Dans un court-métrage génial, The Neighbors’ Window (2019), Marshall Curry met à l’écran ce que beaucoup de mères vivent avec la maternité.
Alli, une jeune mère de trois enfants dont deux jumeaux fraîchement nés, est épuisée et lassée de son quotidien. Elle se met alors à rêver de la vie qu’elle n’a plus en contemplant de manière compulsive la vie des voisins d’en face, qu’elle peut observer depuis son salon.
En face, ils ont une vie sexuelle torride, une vie sociale épanouie, une maison rangée.
Ça respire le bonheur.
Chez elle, tout lui semble de plus en plus sordide et raté. Mais un jour, elle croise pour de vrai cette voisine, et Alli, elle qui envie depuis si longtemps la vie d’en face, réalise tout à coup qu’elle est elle-même enviée par ceux d’en face, qu’elle symbolise pour eux la famille qu’ils n’ont pas réussi à avoir, et le bonheur qu’ils n’ont pas pu vivre.
La maternité est pour beaucoup de femmes une tempête existentielle.
Notre vie est chamboulée, nous sommes épuisées, dormons mal, notre salon ressemble à une salle de puériculture et notre vie sociale se réduit comme une peau de chagrin.

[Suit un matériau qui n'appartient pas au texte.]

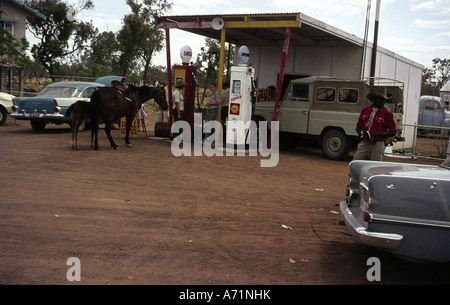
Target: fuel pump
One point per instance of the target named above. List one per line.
(242, 99)
(186, 73)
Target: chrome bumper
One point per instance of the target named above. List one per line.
(37, 116)
(389, 241)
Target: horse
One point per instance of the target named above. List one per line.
(80, 110)
(111, 105)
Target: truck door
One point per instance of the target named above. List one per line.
(294, 110)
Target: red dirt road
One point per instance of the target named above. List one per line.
(142, 216)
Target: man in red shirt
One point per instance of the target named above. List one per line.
(376, 124)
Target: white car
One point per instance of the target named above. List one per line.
(6, 102)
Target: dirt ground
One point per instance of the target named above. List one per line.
(142, 216)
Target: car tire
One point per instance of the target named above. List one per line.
(3, 115)
(335, 144)
(37, 125)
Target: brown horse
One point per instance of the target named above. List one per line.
(111, 105)
(80, 110)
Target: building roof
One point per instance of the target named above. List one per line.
(31, 11)
(309, 32)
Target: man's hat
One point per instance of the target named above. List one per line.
(375, 94)
(179, 83)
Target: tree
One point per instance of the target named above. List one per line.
(434, 78)
(102, 56)
(139, 37)
(59, 35)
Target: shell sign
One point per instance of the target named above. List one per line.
(235, 108)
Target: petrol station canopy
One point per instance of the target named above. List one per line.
(262, 29)
(257, 30)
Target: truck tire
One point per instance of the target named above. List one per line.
(335, 144)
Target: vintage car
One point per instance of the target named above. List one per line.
(6, 103)
(401, 208)
(51, 105)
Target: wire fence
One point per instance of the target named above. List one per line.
(423, 141)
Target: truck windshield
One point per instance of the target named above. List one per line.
(300, 91)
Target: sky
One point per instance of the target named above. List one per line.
(416, 29)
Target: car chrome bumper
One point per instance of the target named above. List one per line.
(37, 116)
(389, 241)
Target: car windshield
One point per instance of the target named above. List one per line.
(57, 91)
(446, 163)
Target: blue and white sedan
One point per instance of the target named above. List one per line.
(401, 208)
(51, 105)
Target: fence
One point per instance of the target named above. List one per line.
(423, 142)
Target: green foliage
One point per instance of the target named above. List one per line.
(434, 78)
(140, 38)
(59, 36)
(12, 50)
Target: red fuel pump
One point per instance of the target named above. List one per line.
(186, 73)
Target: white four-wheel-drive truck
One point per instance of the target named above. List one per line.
(326, 110)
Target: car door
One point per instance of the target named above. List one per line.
(294, 110)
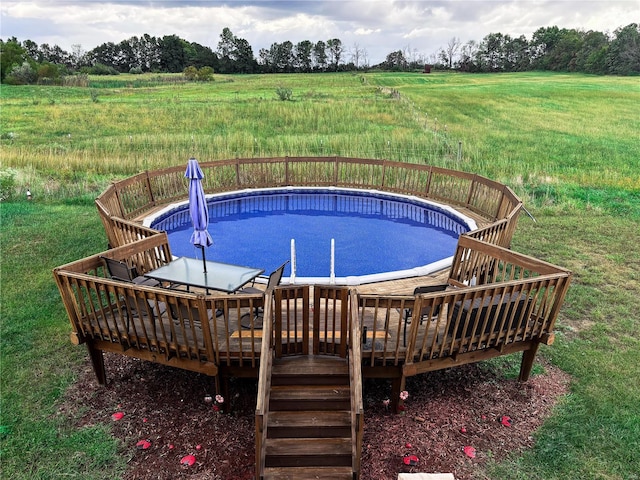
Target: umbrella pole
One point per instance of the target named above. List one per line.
(204, 260)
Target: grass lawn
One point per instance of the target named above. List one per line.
(568, 144)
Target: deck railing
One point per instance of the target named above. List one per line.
(496, 301)
(133, 197)
(355, 377)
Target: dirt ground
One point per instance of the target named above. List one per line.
(454, 420)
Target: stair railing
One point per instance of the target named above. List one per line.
(264, 383)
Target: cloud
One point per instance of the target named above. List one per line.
(379, 26)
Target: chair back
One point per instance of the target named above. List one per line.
(119, 270)
(276, 276)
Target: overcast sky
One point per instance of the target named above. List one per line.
(375, 26)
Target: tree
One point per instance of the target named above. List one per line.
(236, 54)
(396, 61)
(490, 54)
(320, 55)
(303, 61)
(357, 55)
(77, 56)
(334, 48)
(11, 54)
(449, 52)
(516, 54)
(466, 63)
(592, 57)
(172, 54)
(623, 57)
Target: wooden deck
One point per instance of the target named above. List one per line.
(318, 341)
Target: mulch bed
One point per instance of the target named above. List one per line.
(454, 420)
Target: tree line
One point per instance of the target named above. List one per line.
(550, 48)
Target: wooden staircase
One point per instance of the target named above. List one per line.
(309, 420)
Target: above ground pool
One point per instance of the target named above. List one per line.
(376, 236)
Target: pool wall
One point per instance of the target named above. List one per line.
(124, 203)
(446, 217)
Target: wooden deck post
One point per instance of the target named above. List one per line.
(97, 360)
(397, 385)
(528, 357)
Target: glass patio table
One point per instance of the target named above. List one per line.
(220, 276)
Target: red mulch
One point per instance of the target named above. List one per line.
(446, 411)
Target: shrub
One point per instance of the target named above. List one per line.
(204, 74)
(7, 184)
(284, 94)
(22, 75)
(190, 73)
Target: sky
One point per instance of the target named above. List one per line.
(374, 27)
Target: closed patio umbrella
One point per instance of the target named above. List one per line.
(198, 208)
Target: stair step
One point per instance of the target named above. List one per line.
(318, 424)
(310, 370)
(308, 473)
(310, 397)
(307, 452)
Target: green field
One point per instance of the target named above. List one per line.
(567, 144)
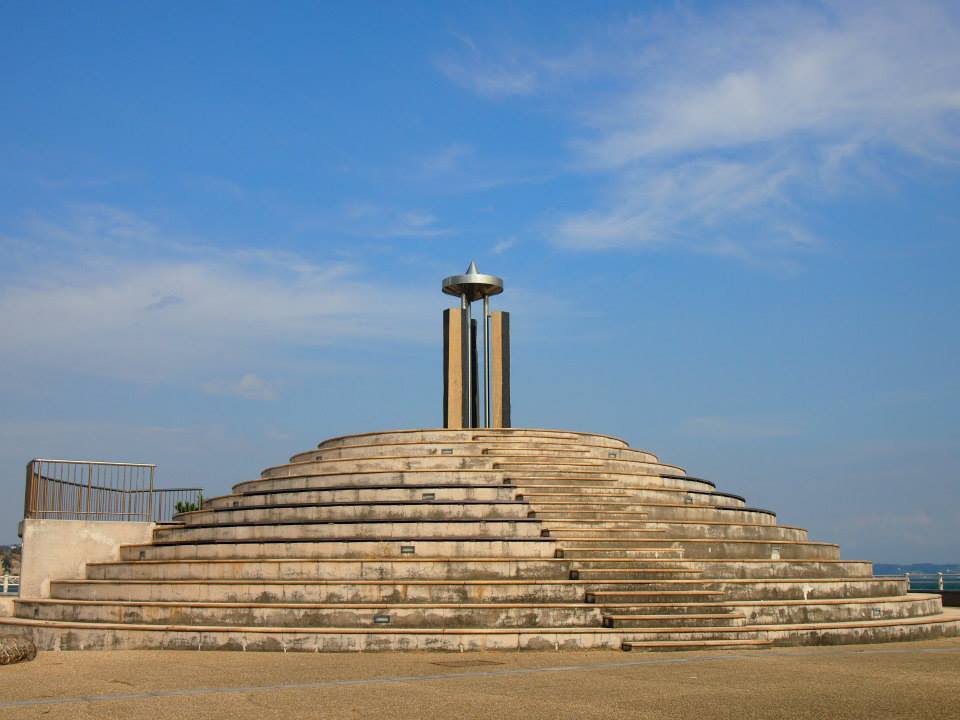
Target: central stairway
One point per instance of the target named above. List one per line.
(476, 539)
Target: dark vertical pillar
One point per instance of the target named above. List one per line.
(500, 368)
(454, 361)
(474, 377)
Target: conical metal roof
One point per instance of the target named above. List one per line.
(473, 284)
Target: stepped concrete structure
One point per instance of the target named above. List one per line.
(476, 538)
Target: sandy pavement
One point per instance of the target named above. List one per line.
(899, 680)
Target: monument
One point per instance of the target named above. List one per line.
(476, 535)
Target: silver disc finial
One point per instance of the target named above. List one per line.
(473, 285)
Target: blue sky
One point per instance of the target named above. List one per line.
(729, 235)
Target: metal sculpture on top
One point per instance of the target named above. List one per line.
(473, 285)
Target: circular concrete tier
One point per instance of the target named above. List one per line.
(470, 539)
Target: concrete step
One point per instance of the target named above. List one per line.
(473, 447)
(601, 568)
(379, 493)
(618, 554)
(692, 645)
(810, 633)
(362, 548)
(393, 529)
(487, 435)
(331, 568)
(841, 610)
(695, 548)
(322, 591)
(675, 620)
(339, 590)
(372, 479)
(622, 516)
(734, 590)
(296, 615)
(60, 635)
(700, 530)
(638, 495)
(362, 511)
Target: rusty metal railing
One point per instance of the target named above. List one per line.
(97, 490)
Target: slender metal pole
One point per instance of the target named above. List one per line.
(486, 361)
(468, 421)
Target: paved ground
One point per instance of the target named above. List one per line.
(906, 680)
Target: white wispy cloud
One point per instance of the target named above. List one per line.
(375, 221)
(493, 81)
(249, 387)
(740, 428)
(713, 132)
(112, 309)
(446, 159)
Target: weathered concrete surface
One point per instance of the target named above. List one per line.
(61, 549)
(915, 680)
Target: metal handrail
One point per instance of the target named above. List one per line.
(922, 581)
(93, 462)
(100, 490)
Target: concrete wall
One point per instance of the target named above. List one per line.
(61, 549)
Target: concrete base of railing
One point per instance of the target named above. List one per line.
(62, 548)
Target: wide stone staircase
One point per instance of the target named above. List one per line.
(477, 539)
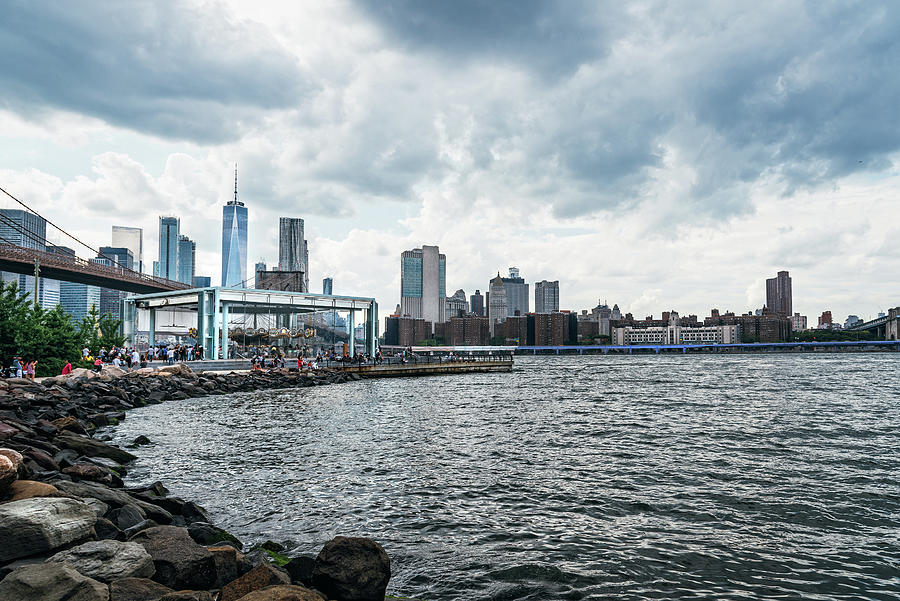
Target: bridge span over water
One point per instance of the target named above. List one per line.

Alors nous fantasmons sur les autres, les Parfaites :
les super mamans qui font tout mieux que nous comme les femmes célibataires qui nous narguent de leur liberté. Et entre les deux, nous pouvons nous sentir écrasées, surtout qu’on en a pour 20 ans…
Il faut ainsi arrêter de voir et d’idéaliser la vie de ceux d’en face, pour voir sa propre vie d’en face.
Tenter d’être, au moins quelques instants par jour, observatrice de ma propre vie, pour essayer de voir ce qu’elle a d’extra-ordinaire. Si l’on considère notre vie en elle-même, et en comparaison de celle des autres, cela isole et nous écrase. Se regarder en revanche « soi-même comme un autre », pour reprendre la formule du philosophe Paul Ricoeur, permet de dévoiler le sens de notre existence.
Ainsi un encouragement, une parole d’autrui peut m’aider à prendre conscience que je suis fabuleuse et à prendre la mesure de ce que ma vie a d’extra-ordinaire.
L’autre m’invite alors à porter sur ma vie un regard extérieur.
Mais je peux m’entraîner à voir moi-même ma vie d’en face, à faire des arrêts sur image sur ma propre vie pour voir ce qu’elle a d’enviable. Il ne s’agit pas de faire semblant d’avoir une vie qui vend du rêve, mais de plutôt prendre conscience de ce qui réellement peut me faire rêver dans ma propre vie – sans se masquer ce qui nous fait souffrir.
Les enfants continuent de pleurer, et lui nuit ne sont plus longues, mais en regardant ma propre vie d’en face, j’en ressaisis le sens.